After a turbulent start to his NFL career, second year wide receiver Griff Whalen has quickly emerged as a legitimate weapon for an Indianapolis Colts offense still acclimatizing to life without veteran superstar Reggie Wayne.
Signed by the Colts as an undrafted free agent in 2012, Whalen’s rookie year was over before it began; a preseason foot injury left him on the sidelines for the remainder of the year. During that time, Whalen watched from afar as fellow Stanford alumni Andrew Luck and Coby Fleener, featured in a surprisingly potent rookie-led offense, developed under the tutelage of the vastly experienced offensive coordinator and now Arizona Cardinals head coach Bruce Arians.
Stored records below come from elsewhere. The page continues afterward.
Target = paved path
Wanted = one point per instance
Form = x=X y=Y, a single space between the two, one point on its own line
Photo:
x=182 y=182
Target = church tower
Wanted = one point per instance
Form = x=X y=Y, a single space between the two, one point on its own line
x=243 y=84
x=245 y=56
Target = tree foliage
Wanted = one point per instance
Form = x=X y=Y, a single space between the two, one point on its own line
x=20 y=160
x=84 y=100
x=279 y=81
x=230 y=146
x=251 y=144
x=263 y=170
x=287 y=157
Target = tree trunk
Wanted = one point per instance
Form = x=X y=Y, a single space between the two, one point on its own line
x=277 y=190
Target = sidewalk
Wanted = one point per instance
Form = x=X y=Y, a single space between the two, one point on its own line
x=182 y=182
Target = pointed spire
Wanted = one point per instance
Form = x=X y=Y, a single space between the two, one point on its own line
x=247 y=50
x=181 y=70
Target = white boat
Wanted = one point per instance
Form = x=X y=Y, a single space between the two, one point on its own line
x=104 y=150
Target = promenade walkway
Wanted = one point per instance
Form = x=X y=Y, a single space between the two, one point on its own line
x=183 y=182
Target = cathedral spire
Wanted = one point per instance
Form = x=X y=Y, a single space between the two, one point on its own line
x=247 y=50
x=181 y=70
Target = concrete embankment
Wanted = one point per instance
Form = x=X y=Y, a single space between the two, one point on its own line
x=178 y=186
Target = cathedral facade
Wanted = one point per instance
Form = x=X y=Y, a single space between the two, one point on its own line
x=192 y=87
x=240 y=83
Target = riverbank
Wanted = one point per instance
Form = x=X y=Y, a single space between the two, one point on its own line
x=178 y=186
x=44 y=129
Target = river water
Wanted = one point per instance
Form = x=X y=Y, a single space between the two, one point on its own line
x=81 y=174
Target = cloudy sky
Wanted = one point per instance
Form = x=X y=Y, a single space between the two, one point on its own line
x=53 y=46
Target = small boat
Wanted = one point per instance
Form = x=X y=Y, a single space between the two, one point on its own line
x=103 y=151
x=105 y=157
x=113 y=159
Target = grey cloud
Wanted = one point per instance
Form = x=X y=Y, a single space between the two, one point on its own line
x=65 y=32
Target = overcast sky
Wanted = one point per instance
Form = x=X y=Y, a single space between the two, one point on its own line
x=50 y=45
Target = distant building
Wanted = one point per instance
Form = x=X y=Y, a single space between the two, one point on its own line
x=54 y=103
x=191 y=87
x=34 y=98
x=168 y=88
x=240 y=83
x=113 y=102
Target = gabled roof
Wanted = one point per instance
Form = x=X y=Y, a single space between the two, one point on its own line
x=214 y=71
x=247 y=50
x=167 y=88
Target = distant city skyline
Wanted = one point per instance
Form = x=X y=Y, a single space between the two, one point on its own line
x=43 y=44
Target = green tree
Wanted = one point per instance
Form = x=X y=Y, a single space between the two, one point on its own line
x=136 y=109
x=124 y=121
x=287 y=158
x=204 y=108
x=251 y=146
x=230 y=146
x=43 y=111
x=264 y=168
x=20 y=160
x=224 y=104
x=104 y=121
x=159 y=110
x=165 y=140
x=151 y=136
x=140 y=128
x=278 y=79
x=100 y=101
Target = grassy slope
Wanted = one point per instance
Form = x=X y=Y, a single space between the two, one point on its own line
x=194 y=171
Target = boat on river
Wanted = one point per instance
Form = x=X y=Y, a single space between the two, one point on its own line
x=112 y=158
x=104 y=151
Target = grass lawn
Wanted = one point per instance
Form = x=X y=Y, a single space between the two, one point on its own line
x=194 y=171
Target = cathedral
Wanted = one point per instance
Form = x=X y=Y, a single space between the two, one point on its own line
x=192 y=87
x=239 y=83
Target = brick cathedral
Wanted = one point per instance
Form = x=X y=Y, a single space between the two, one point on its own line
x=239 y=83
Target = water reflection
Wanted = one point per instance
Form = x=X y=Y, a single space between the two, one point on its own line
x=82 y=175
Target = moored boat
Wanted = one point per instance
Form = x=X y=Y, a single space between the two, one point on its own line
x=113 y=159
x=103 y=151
More hurdles were thrown Whalen’s way in 2013. His position on the active roster at the beginning of the season was purely a numbers game, with fellow second year wide-out LaVon Brazill serving a four-game suspension due to a violation of the league’s substance abuse policy. Whalen was cut following Brazill’s return, but was quickly signed to the practice squad after impressing the Colts’ coaching staff. He was activated once again after Wayne’s season-ending ACL injury during the Week 7 victory over the Denver Broncos.
Following a second spell on the practice squad, Whalen returned to the active roster in Week 15 against the Houston Texans and started to offer a glimpse of the potential at his disposal. A career high 45 receiving yards and first touchdown catch against the Texans was followed by an 80-yard day in the impressive 23-7 road victory over the Kansas City Chiefs, a game in which Whalen led the Colts in receiving yards and receptions. His fine run of form continued in the 30-10 victory over the Jacksonville Jaguars in Week 17, adding a second touchdown catch in three weeks.
Whalen’s recent success can be largely attributed to the level of comfort and trust he shares with his former college roommate, Luck. With Brazill and the recently activated rookie Da’Rick Rogers still finding their feet in the league, Whalen has become a viable second option alongside the sure-handed T.Y Hilton. After Wayne’s injury, Hilton became the subject of double coverage, as opposing teams recognized him to be the only receiving threat on the Colts’ roster. If Whalen continues to produce at such a high level in the postseason, defenses will be forced to account for him, which will attract attention away from Hilton. Whalen can also offer a safe third down option for his quarterback, a role previously occupied by the injured Wayne.
If the Colts are to mount a legitimate playoff run, one of the young members of the receiving corps must step up and share the load with Hilton, and judging by his play over the last month of the regular season, Whalen is ready to take that step.